D'altra parte già il prof. Nocito riferiva che nel ' 600 vennero trovate monete con l'effigie di Augusto e ,di recente, i fondali hanno restituito un'anfora vinaria.

La caduta dell'Impero romano d'Occidente, i successivi insediamenti di Longobardi ( Civita) e Bizantini nonché le incursioni barbaresche  non interruppero le attività portuali che continuarono, con rinnovata intensità, durante la dominazione normanno- sveva e angioina, quando, oltre alle tradizionali produzioni di olio e vino, grazie alla presenza di una comunità ebraica, attestata dalla Taxatio del 1276, si incrementarono le industrie della seta ,del cotone, della canna da zucchero.

Il porto di Capo Tirone consentiva non solo i tradizionali rapporti commerciali con Salerno e Napoli ma anche con le città situate sulle  coste settentrionali della Sicilia: risulta che i Palermitani nominarono a Belvedere i loro rappresentanti (consoli). È molto probabile che quel tale Ruggero di Viraudo (Ciraudo?) da Belvedere, mastro vasaio, presente a Messina nel 1373, si fosse imbarcato proprio a Capo Tirone.

Maggiormente documentata è l'attività portuale del Seicento spagnolo. Da Capo Tirone e dal Casale di Diamante, fondato nel 1638 dal principe di Belvedere, Tiberio Carafa ,si registrano, nel 1659,numerose esportazioni di fichi, uva passa ed altra frutta secca, in special modo a Napoli, ma anche per la fiera di Salerno, per Vietri, per la costa amalfitana e sorrentina. Vengono poi inviati a Napoli anche formaggi e "pregiotti" (prosciutti), vino a Roma e" per extra" (80 botti nel 1677-78 per un valore di 240 ducati). A Belvedere affluiscono anche i cedri verdi, l'olio, la carne salata da Bonifati e Sangineto, per essere spediti a Torre Annunziata e Napoli.

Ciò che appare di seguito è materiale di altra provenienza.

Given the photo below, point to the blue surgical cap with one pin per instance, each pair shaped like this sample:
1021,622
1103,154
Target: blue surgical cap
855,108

Da Capo Tirone, come si legge nel bel saggio di M.D' Aprile " Dal Tirone allo Scalone", il sale, estratto nelle miniere di Lungro, trasportato "a dorso di mulo attraverso il valico del Palombaro" e dello Scalone e immagazzinato "nei depositi di via Gafaro" e dei fondaci del promontorio, giungeva fino a Roma imperiale.

Ancora nel 1600 Belvedere era sede della Dogana del sale, con "un fondachiero, un credenziero, un misuratore", del ferro e della seta con "un credenziero e percettore”. A Belvedere era di stanza, con stipendio di 72 ducati, anche il comandante della Feluca di guardia della seta, ormeggiata nella baia di Capo Tirone.

Ancora nel 1792 G.M. Galanti, nel suo "Giornale di viaggio in Calabria", menzionava i porti di S.Litterata e di Capo Tirone. Quest' ultimo, dichiarato approdo di lV categoria, a partire dal 1823 fu interessato dalla navigazione a vapore per passeggeri, continuando ad assicurare il servizio merci ( vino, fichi, olio, seta, legname) fino alla metà del '900 (cfr.M.D'Aprile,op.cit.).

Tra i valori storici e paesaggistici che supportano la proposta di istituire il Parco archeologico di Capo Tirone, va sicuramente compreso il Palazzo De Novellis,  un'imponente dimora patrizia di fine Ottocento, edificato, presumibilmente, su una cinquecentesca torre di avvistamento spagnolo. Infine,sul promontorio di Capo Tirone, nell'estate del '43, in previsione dello sbarco alleato in Sicilia e sulle coste calabresi, furono edificati , dalla Regia Marina italiana in collaborazione con l'Esercito, piccoli bunker in cemento armato, di forma circolare e dotati di feritoie che garantivano una copertura di fuoco a 360°.

Le casematte, che hanno resistito alle operazioni belliche e al trascorrere del tempo, concorrono anch'esse a costituire il museo a cielo aperto di Capo Tirone.

Occorre conservarle e salvaguardarle, a difesa non più di attacchi nemici ma della nostra memoria collettiva e come monito per le generazioni future contro il ripetersi della follia delle guerre.

Capo Tirone, caratterizzato da rilevanti evidenze archeologiche e che ha visto, da oltre due millenni, il succedersi di genti diverse, merita il riconoscimento di Parco archeologico.

Laltrasinistra si impegnerà in tal senso, coinvolgendo, com'è naturale, le Istituzioni e le Associazioni che si propongono di salvaguardare i valori storici, paesaggistici e ambientali del territorio.